On 10 May 2016, H.E. Mr. Tana Weskosith, the Thai Ambassador to Italy, and Mr. Sompong Nimchuar, Minister (Agricultural Affairs) / Permanent Representative to FAO, met with H.E. Mr. José Graziano da Silva, the Director-General of the FAO, to present the Instrument of Accession of the Kingdom of Thailand to the Agreement on Port State Measures to Prevent, Deter and Eliminate Illegal, Unreported and Unregulated (IUU) Fishing (PSMA).

Challenges:

  1. Imports of huge volumes of frozen and processed seafood from foreign countries poses challenges for inspectors at ports. More than 50% of the imports comprised of tuna, followed by frozen fish (38%), cephalopods (6%) and shrimps, etc.
  2. Multiple agencies are involved in fisheries inspections at ports before cargo is cleared by customs.
  3. There is very little information on current state of inspections at Thai ports (EU – Yellow card has led to progress on several fronts in both administration and legal contexts).
  4. There are significant landings of fish and seafood products of Thai origin in fishing docks spread along both coasts. Domestic fishing fleet of more than 50,000 trawlers. VMS transponders have already been installed on 2100 trawlers above 60 gross tonnes.
  5. There is currently no data on number of foreign flagged reefers and fishing vessels visiting Thai ports and what percentage is inspected each year.

Other Resources:

FAO (2016) Ground-breaking illegal fishing accord soon to enter into force, Food and Agriculture Organization of the United Nations, 16 May 2016.
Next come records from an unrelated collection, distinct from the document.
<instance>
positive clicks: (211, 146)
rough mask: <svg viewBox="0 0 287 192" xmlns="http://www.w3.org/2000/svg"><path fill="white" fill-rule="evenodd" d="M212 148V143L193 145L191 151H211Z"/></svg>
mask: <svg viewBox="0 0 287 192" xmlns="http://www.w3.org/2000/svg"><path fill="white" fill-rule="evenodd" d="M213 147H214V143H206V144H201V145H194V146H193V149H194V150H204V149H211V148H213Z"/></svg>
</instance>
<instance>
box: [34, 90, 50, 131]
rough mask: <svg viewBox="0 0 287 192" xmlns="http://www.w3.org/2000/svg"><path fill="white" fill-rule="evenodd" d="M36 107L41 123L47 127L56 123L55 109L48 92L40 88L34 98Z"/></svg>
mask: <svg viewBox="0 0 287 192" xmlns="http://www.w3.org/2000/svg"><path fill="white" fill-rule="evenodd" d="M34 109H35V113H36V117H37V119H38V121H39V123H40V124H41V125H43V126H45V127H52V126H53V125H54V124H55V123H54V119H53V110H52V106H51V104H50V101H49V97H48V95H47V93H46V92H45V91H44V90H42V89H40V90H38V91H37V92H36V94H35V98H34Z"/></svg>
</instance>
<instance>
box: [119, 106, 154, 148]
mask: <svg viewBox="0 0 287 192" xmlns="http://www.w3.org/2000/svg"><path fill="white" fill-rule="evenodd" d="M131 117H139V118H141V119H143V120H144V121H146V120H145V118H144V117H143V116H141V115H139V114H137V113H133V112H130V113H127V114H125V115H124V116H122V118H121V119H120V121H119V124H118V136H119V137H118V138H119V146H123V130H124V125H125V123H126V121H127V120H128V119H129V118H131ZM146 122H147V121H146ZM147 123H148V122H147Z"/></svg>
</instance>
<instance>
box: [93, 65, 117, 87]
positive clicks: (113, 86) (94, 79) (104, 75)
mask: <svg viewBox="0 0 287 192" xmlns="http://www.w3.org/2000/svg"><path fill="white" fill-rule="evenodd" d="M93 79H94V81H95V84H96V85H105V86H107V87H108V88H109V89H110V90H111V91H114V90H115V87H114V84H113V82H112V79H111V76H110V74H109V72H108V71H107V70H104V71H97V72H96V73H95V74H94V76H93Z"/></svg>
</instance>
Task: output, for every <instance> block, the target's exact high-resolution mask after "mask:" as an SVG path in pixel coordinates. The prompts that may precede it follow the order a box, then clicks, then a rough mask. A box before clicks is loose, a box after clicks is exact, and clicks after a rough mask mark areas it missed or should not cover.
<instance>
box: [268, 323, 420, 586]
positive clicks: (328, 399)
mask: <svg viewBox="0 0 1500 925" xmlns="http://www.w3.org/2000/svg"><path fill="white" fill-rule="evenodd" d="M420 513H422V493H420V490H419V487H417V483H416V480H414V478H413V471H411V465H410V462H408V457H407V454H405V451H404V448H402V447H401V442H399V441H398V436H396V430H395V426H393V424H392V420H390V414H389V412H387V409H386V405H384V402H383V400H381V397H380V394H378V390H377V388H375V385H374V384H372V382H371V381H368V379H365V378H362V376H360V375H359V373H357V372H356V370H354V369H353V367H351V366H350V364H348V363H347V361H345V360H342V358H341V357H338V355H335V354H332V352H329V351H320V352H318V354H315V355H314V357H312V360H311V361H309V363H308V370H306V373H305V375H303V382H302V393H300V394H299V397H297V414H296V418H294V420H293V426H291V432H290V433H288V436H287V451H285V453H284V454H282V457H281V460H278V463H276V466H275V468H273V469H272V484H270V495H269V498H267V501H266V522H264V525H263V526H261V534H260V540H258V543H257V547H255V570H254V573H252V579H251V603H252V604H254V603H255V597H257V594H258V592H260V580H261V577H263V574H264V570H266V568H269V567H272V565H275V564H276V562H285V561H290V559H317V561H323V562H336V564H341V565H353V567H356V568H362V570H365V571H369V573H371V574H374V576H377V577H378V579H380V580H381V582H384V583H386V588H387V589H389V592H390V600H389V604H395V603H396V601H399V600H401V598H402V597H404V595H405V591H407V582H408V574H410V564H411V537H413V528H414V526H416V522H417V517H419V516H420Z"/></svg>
MFA (2016) Thailand accedes to the FAO Agreement on Port State Measures, Ministry of Foreign Affairs of the Kingdom of Thailand, May 11, 2016.

IUU Risk Intelligence (2016) Port State Measures Agreement – 25 parties on the table, IUU Risk Intelligence, March 31, 2016.

IUU Risk Intelligence (2015) Why more incentives for fishing industry in Thailand won’t help in controlling IUU Fishing, IUU Risk Intelligence, December 31, 2015.

SOFIA (2014) The State of World Fisheries and Aquaculture 2014, Food and Agriculture Organization of the United Nations, Rome.

Why more incentives for fishing industry in Thailand won’t help in controlling IUU Fishing

Thai Government intends to spend 215 million baht (approx. 5.9 million) in a new buyback scheme to buy fishing boats from vessel owners. In open access fisheries where there is hardly any credible policy on building of new boats and with more than 30,000 unregulated fishing boats operating from Thai shores the Government decision is truly a wastage of public funds.

Purchase value is pegged at half the median value for licensed fishing boats and 25% of market value for unlicensed fishing boats.

The purchased vessels would be sunk leading to wastage of tax payers money. Thailand could learn a lesson or two from Indonesian Government which has sunk unlicensed vessels to send a strong signal to vessel owners and fishing companies.

Thai Government has deliberately delayed implementation of several measures allowing vessels to register several months after promulgating laws banning their very activities. Recently CCCI (Command Center for Combating Illegal Fishing) delayed implementation of fishing net mesh sizes up to April 1, showing that it is not serous about implementing serious changes to its fishing policy. Thai fishing companies and vessel owners exercise political leverage and recent changes brought in by the Military Government do not suggest any serous change in the management of Thai fishing fleet perhaps the biggest in South Asia.

Problems plaguing Thai fishing fleet

  • Actual size of the fishing fleet remains unknown (estimated at more than 100,000 fishing vessels while official figures put them around 57,000).
  • Vessel registration procedures are lax.
  • Fishing industry is heavily subsidized leading to low operating costs and high profits for vessel owners who often build new boats with such profits.
  • Fishing crew are mostly of foreign origin and often trafficked without pay from Myanmar, Cambodia and other neighbouring countries (U.S. State Department downgraded Thailand to the lowest tier on its Trafficking in Persons Report 2014).
  • Lack of enforcement and credible penalties for apprehended Thai fishing vessels. Most of penalties for illegal fishing vessels are low and never made public. Vessel seizures are never reported for even the biggest offenders.